他得替主子去一趟崔家堡的落脚客栈!想及此,很快消失了身影。
当左旋再次醒来,她发现自己身在一处楼阑小院之中。小院内青木繁多环绕别致,绿意盎然生机勃勃,古朴却自然的布置,淡淡的木之香气随清风拂过。令人心神舒畅,颇感亲切。偶然抬首,瞥见前庭牌匾上苍劲有力的四个大字——守护大厅!
意识翻转竟是似曾相识,困惑着,也亲切着。眉宇微蹙的她,惊怔地望着突然出现在自己面前的二人“你们?”
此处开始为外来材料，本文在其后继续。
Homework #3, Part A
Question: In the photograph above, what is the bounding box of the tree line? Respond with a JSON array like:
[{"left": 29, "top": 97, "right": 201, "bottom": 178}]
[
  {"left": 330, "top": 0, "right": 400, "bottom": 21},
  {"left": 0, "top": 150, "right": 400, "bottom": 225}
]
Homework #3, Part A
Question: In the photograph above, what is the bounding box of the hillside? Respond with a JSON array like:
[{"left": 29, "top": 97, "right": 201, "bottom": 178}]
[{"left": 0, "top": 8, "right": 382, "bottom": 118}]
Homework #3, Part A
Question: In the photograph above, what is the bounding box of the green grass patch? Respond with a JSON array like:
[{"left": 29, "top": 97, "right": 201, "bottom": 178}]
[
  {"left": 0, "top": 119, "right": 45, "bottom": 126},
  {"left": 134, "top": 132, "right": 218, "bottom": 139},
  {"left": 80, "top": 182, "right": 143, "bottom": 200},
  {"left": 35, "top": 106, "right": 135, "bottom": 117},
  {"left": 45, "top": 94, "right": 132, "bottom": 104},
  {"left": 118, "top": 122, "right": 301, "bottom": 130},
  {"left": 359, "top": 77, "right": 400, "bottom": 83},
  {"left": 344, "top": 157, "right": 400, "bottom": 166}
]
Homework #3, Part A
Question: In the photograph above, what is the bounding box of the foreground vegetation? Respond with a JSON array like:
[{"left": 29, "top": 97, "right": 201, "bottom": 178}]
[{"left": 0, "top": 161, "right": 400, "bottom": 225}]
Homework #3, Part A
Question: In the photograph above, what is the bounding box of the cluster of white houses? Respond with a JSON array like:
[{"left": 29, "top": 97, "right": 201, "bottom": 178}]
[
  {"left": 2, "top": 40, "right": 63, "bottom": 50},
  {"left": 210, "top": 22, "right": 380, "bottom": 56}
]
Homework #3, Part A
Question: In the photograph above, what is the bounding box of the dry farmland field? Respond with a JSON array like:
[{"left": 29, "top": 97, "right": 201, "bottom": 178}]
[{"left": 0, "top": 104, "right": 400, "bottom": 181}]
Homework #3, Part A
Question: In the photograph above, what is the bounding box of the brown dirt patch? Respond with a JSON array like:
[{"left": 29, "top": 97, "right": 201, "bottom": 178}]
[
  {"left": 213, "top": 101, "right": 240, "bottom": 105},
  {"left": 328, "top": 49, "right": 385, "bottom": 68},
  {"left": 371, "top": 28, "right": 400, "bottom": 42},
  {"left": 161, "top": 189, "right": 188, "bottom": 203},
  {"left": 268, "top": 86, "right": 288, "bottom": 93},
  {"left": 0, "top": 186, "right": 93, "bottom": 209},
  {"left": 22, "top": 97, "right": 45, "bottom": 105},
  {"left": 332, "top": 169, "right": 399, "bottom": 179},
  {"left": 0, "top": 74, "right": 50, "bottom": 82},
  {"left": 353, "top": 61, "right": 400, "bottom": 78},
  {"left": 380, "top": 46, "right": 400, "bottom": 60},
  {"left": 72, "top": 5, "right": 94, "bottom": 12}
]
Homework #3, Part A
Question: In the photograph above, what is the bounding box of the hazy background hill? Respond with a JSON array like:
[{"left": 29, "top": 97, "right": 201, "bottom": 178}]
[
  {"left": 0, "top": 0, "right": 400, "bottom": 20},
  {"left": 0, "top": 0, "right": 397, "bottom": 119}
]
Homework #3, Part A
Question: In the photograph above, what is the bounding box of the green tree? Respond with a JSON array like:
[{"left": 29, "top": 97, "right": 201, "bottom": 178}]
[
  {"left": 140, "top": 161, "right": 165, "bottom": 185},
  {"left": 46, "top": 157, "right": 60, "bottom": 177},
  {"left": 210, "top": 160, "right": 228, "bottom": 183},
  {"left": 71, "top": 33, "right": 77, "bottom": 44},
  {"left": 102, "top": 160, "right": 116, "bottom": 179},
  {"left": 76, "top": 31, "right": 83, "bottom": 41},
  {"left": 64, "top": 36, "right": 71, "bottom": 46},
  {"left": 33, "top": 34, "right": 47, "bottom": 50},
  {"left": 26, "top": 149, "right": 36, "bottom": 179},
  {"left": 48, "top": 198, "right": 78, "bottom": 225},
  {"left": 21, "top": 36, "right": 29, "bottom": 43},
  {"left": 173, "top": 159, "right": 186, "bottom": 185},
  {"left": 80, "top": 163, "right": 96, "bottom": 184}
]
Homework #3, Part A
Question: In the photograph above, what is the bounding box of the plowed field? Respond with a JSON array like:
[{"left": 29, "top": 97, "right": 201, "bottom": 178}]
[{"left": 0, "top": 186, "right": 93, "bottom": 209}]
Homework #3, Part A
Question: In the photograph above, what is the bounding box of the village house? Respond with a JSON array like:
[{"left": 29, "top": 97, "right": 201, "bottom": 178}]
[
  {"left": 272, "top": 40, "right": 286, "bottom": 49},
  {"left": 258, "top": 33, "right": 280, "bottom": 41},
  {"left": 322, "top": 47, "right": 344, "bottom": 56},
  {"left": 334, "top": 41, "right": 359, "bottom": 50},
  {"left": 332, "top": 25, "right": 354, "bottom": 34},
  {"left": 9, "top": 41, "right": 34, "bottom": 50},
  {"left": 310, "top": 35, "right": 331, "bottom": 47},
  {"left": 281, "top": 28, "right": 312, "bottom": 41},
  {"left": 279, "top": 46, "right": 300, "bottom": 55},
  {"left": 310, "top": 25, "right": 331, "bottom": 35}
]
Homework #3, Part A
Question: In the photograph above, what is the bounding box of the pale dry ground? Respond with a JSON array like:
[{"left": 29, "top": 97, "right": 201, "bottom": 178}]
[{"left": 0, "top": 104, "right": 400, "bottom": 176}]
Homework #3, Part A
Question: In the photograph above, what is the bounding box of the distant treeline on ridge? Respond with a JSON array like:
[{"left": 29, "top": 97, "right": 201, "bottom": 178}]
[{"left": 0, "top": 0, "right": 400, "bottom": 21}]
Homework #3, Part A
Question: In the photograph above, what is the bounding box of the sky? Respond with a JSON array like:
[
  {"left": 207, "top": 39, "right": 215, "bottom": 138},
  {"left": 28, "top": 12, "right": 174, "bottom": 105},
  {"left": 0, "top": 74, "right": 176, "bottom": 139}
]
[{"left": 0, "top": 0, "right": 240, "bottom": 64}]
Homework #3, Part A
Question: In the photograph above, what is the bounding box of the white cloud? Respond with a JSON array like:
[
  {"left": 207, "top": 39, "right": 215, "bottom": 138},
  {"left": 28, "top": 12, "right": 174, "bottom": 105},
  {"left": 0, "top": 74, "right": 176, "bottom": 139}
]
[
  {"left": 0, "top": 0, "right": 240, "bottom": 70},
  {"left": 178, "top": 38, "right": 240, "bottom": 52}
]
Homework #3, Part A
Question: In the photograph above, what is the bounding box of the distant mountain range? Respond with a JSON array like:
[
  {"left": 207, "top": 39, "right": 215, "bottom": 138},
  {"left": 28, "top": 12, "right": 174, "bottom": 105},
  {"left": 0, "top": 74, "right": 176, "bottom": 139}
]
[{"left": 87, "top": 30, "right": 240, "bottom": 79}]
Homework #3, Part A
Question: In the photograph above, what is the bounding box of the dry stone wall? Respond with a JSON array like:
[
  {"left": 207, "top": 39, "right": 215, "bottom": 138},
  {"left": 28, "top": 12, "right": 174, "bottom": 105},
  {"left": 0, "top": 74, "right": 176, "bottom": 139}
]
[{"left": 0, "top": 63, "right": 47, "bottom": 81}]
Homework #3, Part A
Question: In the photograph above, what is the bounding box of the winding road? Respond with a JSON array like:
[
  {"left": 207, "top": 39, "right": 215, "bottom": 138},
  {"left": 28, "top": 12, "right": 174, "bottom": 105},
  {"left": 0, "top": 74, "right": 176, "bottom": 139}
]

精致而柔美的脸庞,一头张狂的红发配上那双犹若红色宝石的亮眸,左耳耳钻光亮,白皙如雪的肤质,身姿挺拔周身散发出贵族气息的小孩儿,不是龙吟,又是谁!而他的身旁竟然站着一袭纯天蓝色锦服的俊朗男子,不输龙吟的优雅气质浑然天成,左耳却是点缀着与龙吟相似的蓝色宝石。见左旋朝自己看来,竟是回以一个暖心的微笑。如沐春风,仿佛整个人都神采飞扬。
“你是?”
左旋实感意外之余,眸神不断地审视着周遭。神识亦放出好远,警惕着四周。而每次神识反馈给她的却是所有的这一切似乎都很熟悉。以至于她下意识地朝院中的石桌走去,每踏出一步,左旋的脑海之中便会隐隐约约地出现几许模糊的片段一闪而过,来不及细想那些身影都有谁,都是谁……可那眸中蓄满的清泪却是早已泄露了某些疼痛的记忆,若大门开了个缝隙,让流沙冲淡堆叠,无声滑落间伴随着几许期盼,却只能落地无声。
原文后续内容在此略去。